Grad’s debut novel sparks bidding war

People keep telling Canadian author Joseph Boyden that his novel Three Day Road was the book he was meant to write, began Rebecca Caldwell’s profile May 12 in The Globe and Mail. While pleased, Boyden finds the comments unsettling, since his book is only his debut novel – albeit a debut novel that pitted publishers against each other in a bidding war that bumped the manuscript’s price tag up to six figures. “It’s actually a bit frightening. I hope I have another book I’m meant to write, but it’s so true,” the 1991 York grad said during a recent interview while he was in Toronto for an appearance at the Harbourfront International Reading Series. “It deals with all the different parts of me and where I come from.”



Three Day Road is the story of Cree snipers Xavier Bird and Elijah Weesageechak, who served in the Canadian Army during the First World War.


The author’s father was a decorated Second World War veteran. And Boyden describes himself as part Métis, specifically Ojibwa. Growing up in Toronto, he would spend summers on reserves on Georgian Bay; he later taught on reserves near James Bay. Although it is part of his heritage, Boyden is quick to make clear that his own experience is not much like the majority of native Canadians.


Although he counts among his influences Canadian authors Robertson Davies and York’s Michael Ondaatje, and Americans Jim Harrison and Louise Erdrich, he reserves his highest praise for writer Bruce Powe, who teaches English and was one of his instructors while he was an undergrad at York. Boyden earned a BA in humanities and creative writing at York in 1991.


Ontario budget boosts aid to students


On Wednesday, Queen’s Park gave students like Jennifer Mikhael some relief by reducing the amount of money middle-income parents are expected to contribute to their children’s education in order to qualify for student loans, reported the Toronto Star May 12. She is among those who stand to gain from a provincial budget that included $6.2 billion for colleges and universities by 2009-2010. Mikhael’s entrance to York’s Schulich School of Business means about $8,000 a year in tuition plus other expenses. “Hopefully now I’ll qualify for OSAP because I need it,” she said.

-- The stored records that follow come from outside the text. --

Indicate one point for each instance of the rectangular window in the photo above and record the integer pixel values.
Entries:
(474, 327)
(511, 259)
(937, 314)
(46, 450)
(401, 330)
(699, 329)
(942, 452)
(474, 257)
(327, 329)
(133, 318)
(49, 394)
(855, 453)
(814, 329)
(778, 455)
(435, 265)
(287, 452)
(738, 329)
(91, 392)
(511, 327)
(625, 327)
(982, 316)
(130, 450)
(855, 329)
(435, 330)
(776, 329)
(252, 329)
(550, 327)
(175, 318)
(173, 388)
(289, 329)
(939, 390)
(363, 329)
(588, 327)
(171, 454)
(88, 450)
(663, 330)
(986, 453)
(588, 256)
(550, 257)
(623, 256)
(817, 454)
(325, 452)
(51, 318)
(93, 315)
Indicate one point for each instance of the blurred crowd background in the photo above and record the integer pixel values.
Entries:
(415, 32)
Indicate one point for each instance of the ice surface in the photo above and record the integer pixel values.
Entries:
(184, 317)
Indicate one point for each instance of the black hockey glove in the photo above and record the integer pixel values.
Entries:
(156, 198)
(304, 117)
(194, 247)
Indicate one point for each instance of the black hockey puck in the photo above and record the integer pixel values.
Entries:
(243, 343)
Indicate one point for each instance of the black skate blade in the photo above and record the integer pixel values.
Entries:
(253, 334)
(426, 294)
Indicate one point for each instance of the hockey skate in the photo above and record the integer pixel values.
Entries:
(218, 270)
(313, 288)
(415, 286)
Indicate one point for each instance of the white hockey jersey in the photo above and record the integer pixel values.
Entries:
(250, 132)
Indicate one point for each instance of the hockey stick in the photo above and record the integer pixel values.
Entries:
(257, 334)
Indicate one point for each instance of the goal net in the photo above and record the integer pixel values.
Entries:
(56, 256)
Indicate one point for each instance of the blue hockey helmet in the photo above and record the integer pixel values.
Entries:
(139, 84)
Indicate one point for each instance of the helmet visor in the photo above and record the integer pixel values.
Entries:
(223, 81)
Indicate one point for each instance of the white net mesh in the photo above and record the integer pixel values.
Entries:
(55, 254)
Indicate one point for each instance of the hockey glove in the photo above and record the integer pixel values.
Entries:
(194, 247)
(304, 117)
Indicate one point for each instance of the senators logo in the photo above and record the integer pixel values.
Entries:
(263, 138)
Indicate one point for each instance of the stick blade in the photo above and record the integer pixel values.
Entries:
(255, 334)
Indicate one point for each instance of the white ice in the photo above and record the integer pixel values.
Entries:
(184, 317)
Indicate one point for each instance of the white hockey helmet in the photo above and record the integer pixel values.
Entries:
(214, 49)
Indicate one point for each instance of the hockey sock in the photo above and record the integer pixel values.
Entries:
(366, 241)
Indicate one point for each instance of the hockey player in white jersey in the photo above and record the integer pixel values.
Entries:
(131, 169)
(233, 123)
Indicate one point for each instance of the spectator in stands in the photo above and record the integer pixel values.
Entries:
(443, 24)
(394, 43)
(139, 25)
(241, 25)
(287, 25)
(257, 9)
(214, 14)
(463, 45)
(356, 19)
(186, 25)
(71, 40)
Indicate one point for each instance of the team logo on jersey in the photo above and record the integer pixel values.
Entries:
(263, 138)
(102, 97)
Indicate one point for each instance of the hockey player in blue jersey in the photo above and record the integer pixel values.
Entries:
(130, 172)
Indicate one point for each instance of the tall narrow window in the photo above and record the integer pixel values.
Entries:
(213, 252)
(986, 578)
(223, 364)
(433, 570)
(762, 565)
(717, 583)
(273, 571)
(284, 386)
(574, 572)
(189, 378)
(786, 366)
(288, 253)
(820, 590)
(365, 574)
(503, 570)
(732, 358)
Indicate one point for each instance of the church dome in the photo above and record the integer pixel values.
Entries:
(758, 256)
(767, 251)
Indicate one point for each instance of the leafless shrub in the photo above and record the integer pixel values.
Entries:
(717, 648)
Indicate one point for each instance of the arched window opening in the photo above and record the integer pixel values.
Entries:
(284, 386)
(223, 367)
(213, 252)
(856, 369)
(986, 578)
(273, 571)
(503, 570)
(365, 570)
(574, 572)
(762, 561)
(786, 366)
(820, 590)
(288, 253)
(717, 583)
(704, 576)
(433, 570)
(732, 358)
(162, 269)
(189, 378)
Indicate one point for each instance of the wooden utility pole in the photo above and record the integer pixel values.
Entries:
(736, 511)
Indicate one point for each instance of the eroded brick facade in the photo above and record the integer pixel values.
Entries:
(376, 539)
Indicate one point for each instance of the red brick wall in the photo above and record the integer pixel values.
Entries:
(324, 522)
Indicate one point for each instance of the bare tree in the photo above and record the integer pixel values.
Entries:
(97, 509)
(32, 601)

Early succession planning is vital


A recent study by the Canadian Imperial Bank of Commerce predicted 500,000 owners of small businesses – those with less than $5 million in revenue – will retire within five years, reported the Toronto Star May 12 in a story about the importance of having a succession plan. “One of the worst cases is if the owner ‘harps’ on until they’re 80 and doesn’t give the (successor) a chance to run the business,” said Rein Peterson, professor of family enterprise and entrepreneurship at York’s Schulich School of Business. “You have to train the successor in how to be the owner, and the founder needs to back off.” Peterson said some succession plans provide the owner with the right to interfere in the business operations if certain profit or sales targets are not met. Before a majority stake in the business changes hands, Peterson said, the successor might be required to reach certain financial targets.


York-born Dancemakers still strong after 30 years


Talk about metamorphosis! The Toronto-based troupe Dancemakers is concluding its 30th anniversary season with a four-part program inspired – with varying degrees of looseness – by Ovidean transformation myths, began the National Post’s Michael Crabb in a May 12 review. This neatly brings the show under the marketing umbrella of the city’s multi-disciplinary, six-month-long Metamorphosis Festival. For those with long memories, it also illustrates Dancemakers’ own extraordinary transformation.


Dancemakers began when a group of talented York University dance department graduates decided to put on a show in the fall of 1974. What was intended as a one-off event morphed quickly into a modern-dance repertory troupe performing both original Canadian choreography and works acquired from abroad. It had lovely dancers and, by and large, eschewed the more extreme forms of dance experimentation in favour of the modern-dance mainstream.


Canlit scholar to be honoured


Clara Thomas is being honoured by York University for four decades as a member of its faculty and for her work as a pioneer in the study of Canadian literature, reported the London Free Press May 12. The Clara Thomas Archives and Special Collections in the York University Libraries will be dedicated May 24. Thomas was one of York’s first two female faculty members. She is currently a Canadian Studies Research Fellow at York.


On air



  • Sergei Plekhanov, coordinator of the Post-Communist Studies Program in York’s Centre for International & Security Studies, analyzed US President George Bush’s visit to Russia, on TVO’s “Studio 2” May 11.
  • Patrick Monahan, dean of York’s Osgoode Hall Law School, discussed the constitutional rights of Canada’s Liberal Party and opposition parties when it comes to a non-confidence vote and the involvement of Canada’s governor general, on CBC Newsworld May 11. Monahan’s comments were also aired on CFWH-AM in Whitehorse.
  • CBC Newsworld aired a profile May 11 of Chen Kupperman, a 14-year-old math student and tutor at York.